6. Generalized Probability Theory and Operational Embedding
Recent neural-cognition models extend quantum-like formalisms beyond standard Hilbert space, embedding neuronal networks in ordered-linear-state spaces (GPT framework). Here, the states are normalized nonnegative matrices (e.g., synaptic weights), and cognitive observables/effects are positive linear functionals (Khrennikov et al., 29 Oct 2024). Instrument noncommutativity (of measurement maps) substitutes for operator noncommutativity, achieving quantum-like order and interference effects in settings not strictly quantum. GPT-based models accommodate order effects, non-repeatability, and interference phenomena, and can be applied to medical diagnostics, social networks, and biological systems.
7. Algorithms, Applications, and Empirical Outcomes
Quantum-like cognitive architectures can be instantiated both in simulation and on quantum circuit hardware. Mental states and inquiries are encoded via qubit registers and gate operations; non-commutativity, entanglement, and collapse are mapped to specific circuit elements (Widdows et al., 2023, Wang et al., 2019). Quantum-inspired computation exploits oscillatory neural networks for collective inference and decision, demonstrating scalability and robustness in AI, financial, defense, and social systems (Maksymov, 11 Aug 2025).
Case studies include quantum probability ranking in IR (density operator similarity), contextual information retrieval using superposition, and modeling band formation, polarization, and consensus dynamics in social networks via tensor-product constructions and open-system decoherence (Aerts et al., 2013, Maksymov, 11 Aug 2025).

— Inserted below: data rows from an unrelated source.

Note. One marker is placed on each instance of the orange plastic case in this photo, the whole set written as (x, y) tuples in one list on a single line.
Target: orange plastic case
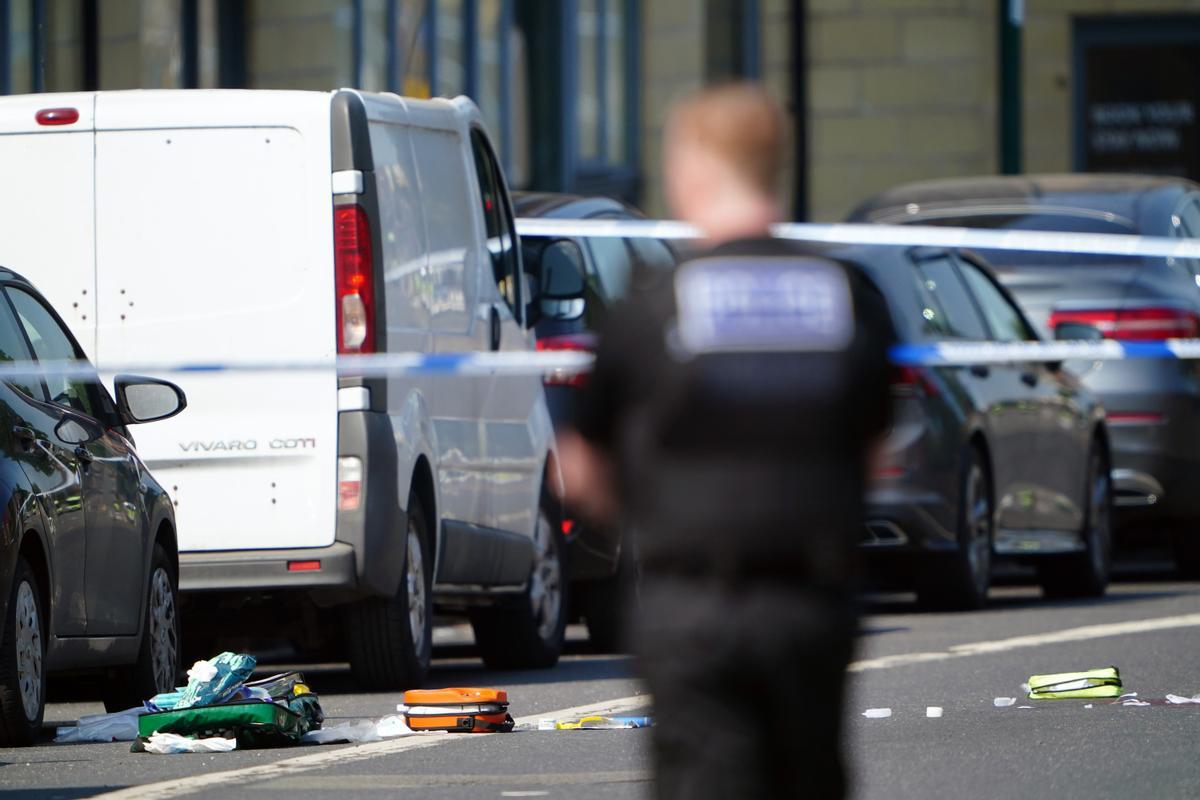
[(459, 710)]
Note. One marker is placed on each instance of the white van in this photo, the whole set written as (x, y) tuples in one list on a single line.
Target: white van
[(282, 226)]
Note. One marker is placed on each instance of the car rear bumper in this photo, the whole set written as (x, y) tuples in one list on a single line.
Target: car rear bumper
[(269, 570)]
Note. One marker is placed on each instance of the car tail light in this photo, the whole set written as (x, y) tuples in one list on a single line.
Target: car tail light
[(58, 116), (1133, 324), (349, 483), (355, 280), (576, 342), (912, 382)]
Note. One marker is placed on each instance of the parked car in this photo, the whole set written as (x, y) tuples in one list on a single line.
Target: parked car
[(88, 559), (341, 512), (1150, 404), (1005, 459), (575, 280)]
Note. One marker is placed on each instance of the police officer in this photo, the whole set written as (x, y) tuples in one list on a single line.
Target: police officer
[(729, 420)]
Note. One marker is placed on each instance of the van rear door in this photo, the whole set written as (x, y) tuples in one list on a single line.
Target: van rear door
[(47, 205), (214, 244)]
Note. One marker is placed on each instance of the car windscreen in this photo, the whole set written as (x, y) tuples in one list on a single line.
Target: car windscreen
[(1038, 222)]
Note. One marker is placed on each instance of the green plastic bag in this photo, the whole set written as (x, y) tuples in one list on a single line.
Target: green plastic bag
[(1072, 685)]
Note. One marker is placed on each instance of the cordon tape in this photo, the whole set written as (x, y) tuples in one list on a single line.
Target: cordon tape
[(563, 364)]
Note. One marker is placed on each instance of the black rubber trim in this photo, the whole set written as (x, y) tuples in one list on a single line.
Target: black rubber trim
[(475, 555), (376, 529)]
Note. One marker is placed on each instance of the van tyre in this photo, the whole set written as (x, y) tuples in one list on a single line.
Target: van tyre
[(960, 581), (527, 633), (1086, 575), (390, 639), (23, 661), (159, 657)]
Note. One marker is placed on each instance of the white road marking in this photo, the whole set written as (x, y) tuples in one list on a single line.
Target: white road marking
[(1031, 641), (341, 756)]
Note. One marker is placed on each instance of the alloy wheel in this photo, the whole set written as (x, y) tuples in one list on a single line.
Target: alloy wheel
[(29, 650), (546, 582), (415, 579), (163, 631)]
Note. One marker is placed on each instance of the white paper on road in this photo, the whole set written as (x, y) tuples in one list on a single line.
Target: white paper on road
[(163, 744)]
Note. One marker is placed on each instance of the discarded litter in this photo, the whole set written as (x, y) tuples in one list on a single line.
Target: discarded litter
[(1067, 685), (1176, 699), (120, 726), (459, 710), (595, 723), (168, 743)]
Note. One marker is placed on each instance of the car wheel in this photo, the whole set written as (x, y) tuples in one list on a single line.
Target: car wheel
[(528, 632), (157, 666), (1086, 573), (23, 661), (961, 581), (391, 638)]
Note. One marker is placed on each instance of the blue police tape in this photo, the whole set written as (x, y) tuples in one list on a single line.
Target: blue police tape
[(565, 364), (1123, 245)]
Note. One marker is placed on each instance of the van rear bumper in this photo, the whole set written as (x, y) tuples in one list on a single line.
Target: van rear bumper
[(268, 570)]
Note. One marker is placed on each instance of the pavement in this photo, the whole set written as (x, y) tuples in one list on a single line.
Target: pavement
[(909, 660)]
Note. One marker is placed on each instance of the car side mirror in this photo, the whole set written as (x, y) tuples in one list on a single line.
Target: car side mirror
[(148, 400), (1077, 332), (77, 431)]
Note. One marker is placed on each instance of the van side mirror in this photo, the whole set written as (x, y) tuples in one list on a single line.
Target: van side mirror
[(1077, 332), (148, 400)]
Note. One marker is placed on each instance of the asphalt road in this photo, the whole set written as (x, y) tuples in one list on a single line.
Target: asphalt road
[(907, 661)]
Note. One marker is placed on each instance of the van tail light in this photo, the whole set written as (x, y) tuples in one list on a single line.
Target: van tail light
[(912, 382), (1133, 324), (355, 280), (574, 342), (57, 116)]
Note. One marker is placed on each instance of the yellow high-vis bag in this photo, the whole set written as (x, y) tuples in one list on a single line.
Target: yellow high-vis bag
[(1071, 685)]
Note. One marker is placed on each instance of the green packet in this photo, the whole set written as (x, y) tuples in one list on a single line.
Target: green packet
[(1068, 685)]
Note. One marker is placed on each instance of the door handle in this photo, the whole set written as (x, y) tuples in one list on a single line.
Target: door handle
[(495, 329), (25, 435)]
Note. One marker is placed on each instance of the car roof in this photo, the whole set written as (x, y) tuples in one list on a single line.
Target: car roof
[(568, 206), (1129, 197)]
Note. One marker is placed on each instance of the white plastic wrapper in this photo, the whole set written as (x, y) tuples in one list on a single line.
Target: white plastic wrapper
[(120, 726), (163, 744)]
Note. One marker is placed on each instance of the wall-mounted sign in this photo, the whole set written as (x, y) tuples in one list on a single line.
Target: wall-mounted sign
[(1138, 95)]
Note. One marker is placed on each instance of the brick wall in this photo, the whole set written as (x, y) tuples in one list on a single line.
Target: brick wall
[(898, 90)]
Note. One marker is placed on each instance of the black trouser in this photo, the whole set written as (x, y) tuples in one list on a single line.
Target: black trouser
[(748, 681)]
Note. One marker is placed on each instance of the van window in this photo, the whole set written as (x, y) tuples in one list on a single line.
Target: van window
[(51, 343), (498, 218), (447, 221), (401, 228)]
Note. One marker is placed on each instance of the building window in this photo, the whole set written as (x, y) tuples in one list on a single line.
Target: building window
[(731, 38)]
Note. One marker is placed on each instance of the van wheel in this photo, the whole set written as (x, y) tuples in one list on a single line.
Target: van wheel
[(23, 661), (157, 666), (1086, 575), (528, 633), (391, 638), (960, 582)]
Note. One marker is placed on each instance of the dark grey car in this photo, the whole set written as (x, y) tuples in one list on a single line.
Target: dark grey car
[(1151, 404), (1008, 459)]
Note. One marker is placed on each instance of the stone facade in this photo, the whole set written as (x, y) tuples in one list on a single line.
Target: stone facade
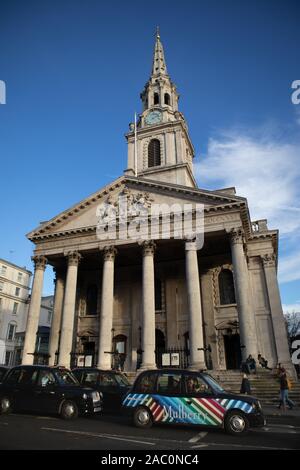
[(214, 305)]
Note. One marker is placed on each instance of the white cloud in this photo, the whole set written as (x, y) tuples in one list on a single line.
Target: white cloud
[(265, 169), (291, 308), (289, 267)]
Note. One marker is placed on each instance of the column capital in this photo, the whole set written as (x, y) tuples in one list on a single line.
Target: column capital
[(148, 247), (269, 260), (236, 235), (39, 262), (73, 258), (109, 253), (190, 243)]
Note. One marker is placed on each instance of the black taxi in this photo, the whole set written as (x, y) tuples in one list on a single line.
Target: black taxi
[(185, 397), (112, 384), (47, 390)]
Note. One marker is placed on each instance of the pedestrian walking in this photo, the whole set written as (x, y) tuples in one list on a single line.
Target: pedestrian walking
[(245, 385)]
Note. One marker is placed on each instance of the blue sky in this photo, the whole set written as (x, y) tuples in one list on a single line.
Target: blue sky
[(74, 70)]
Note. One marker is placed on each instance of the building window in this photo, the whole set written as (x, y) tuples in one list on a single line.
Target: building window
[(11, 331), (159, 295), (91, 299), (154, 153), (226, 287), (15, 308), (8, 357), (3, 270)]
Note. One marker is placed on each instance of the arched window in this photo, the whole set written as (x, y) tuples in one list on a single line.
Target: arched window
[(158, 294), (91, 299), (154, 153), (11, 331), (226, 287)]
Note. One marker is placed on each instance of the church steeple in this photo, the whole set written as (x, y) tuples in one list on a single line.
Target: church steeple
[(159, 64), (164, 149)]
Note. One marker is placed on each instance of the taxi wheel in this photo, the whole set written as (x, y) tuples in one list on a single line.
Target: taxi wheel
[(142, 417), (5, 405), (236, 423), (69, 410)]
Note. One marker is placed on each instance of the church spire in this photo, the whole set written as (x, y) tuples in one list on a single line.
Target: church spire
[(159, 64)]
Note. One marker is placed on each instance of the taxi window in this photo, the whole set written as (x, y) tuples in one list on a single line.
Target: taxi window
[(13, 376), (107, 380), (146, 383), (46, 378), (28, 376), (195, 384), (169, 383), (90, 378)]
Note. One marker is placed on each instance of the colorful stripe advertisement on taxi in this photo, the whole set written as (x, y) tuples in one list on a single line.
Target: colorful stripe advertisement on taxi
[(207, 411)]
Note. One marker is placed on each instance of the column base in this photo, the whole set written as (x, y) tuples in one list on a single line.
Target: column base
[(147, 367), (104, 366), (197, 366)]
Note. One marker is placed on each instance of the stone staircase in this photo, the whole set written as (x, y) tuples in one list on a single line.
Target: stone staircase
[(264, 384)]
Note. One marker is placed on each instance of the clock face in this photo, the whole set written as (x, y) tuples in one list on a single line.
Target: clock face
[(154, 117)]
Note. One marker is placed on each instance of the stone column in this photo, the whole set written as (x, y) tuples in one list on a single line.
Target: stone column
[(197, 358), (279, 328), (107, 301), (67, 324), (243, 295), (148, 308), (56, 319), (34, 310)]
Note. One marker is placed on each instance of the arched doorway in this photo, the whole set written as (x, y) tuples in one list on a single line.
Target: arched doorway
[(160, 346), (119, 352), (232, 348)]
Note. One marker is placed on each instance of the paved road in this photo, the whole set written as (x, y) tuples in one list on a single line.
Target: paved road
[(112, 432)]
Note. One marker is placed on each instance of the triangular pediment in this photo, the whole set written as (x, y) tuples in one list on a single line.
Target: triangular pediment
[(84, 214)]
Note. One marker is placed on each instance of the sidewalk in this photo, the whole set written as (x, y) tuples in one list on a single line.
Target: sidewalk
[(270, 410)]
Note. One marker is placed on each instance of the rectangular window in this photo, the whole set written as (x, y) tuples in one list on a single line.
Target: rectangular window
[(169, 384), (11, 332), (8, 355), (3, 270)]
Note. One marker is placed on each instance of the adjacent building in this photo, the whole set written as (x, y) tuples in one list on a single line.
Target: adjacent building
[(138, 299), (14, 291), (41, 350)]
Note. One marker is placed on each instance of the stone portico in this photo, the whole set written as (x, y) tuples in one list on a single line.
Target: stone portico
[(218, 303)]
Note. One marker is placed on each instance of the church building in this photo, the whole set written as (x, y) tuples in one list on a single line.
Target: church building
[(162, 300)]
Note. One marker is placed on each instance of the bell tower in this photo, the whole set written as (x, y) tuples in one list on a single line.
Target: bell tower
[(164, 150)]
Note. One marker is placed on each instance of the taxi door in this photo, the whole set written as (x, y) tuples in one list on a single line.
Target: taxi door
[(202, 407)]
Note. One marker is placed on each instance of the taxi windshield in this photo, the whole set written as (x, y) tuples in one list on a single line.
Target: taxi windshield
[(122, 380), (213, 384), (65, 377)]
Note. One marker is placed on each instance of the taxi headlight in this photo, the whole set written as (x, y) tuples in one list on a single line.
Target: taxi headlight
[(256, 405), (95, 396)]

8. Representative Cognitive Phenomena and Experimental Evidence
Quantum-like models have successfully addressed:
- Order effects: Noncommuting measurements reproduce response alteration due to question sequence (Uprety et al., 2020, Khrennikov, 2023).
- Conjunction/disjunction fallacies: Interference terms boost combined probabilities above classical limits (Moreira et al., 2019).
- Contextuality: Failure of classical joint distributions, explained via quantum-like contextuality measures (Khrennikov, 2023).
- Replicability and memory effects: Specialized instrument models achieve simultaneous order effects and response replicability (Fuyama et al., 7 Mar 2025, Franco, 2016).
- Medical diagnostics: EEG-derived GPT representations offer improved discriminative power between neuro-psychiatric conditions (Khrennikov et al., 29 Oct 2024).
- Conceptual emergence and IR/NLP: Quantum contextual and meaning-based approaches outperform classical vector-space models in representing semantic and typicality data (Aerts et al., 2013, 0805.3850).
9. Open Questions, Extensions, and Future Directions
Key research directions include development and testing of cognitive triple-slit experiments to probe limits of quantum probabilistic formalism and search for higher-order interference; operational axiomatizations of quantum-like probability for cognition; integration of GPT and Hilbert-space models; and empirical validation of mental entanglement and open-system cognitive dynamics using neuroimaging techniques (Basieva et al., 2016, Khrennikov et al., 17 Sep 2025).
Quantum-like modelling of cognition provides a mathematically principled, empirically validated framework capturing the contextual, nonclassical, and dynamic properties of human thought. It continues to expand across cognitive psychology, neuroscience, artificial intelligence, information retrieval, and collective social behaviour, driven by increasingly sophisticated theoretical, computational, and experimental methodologies.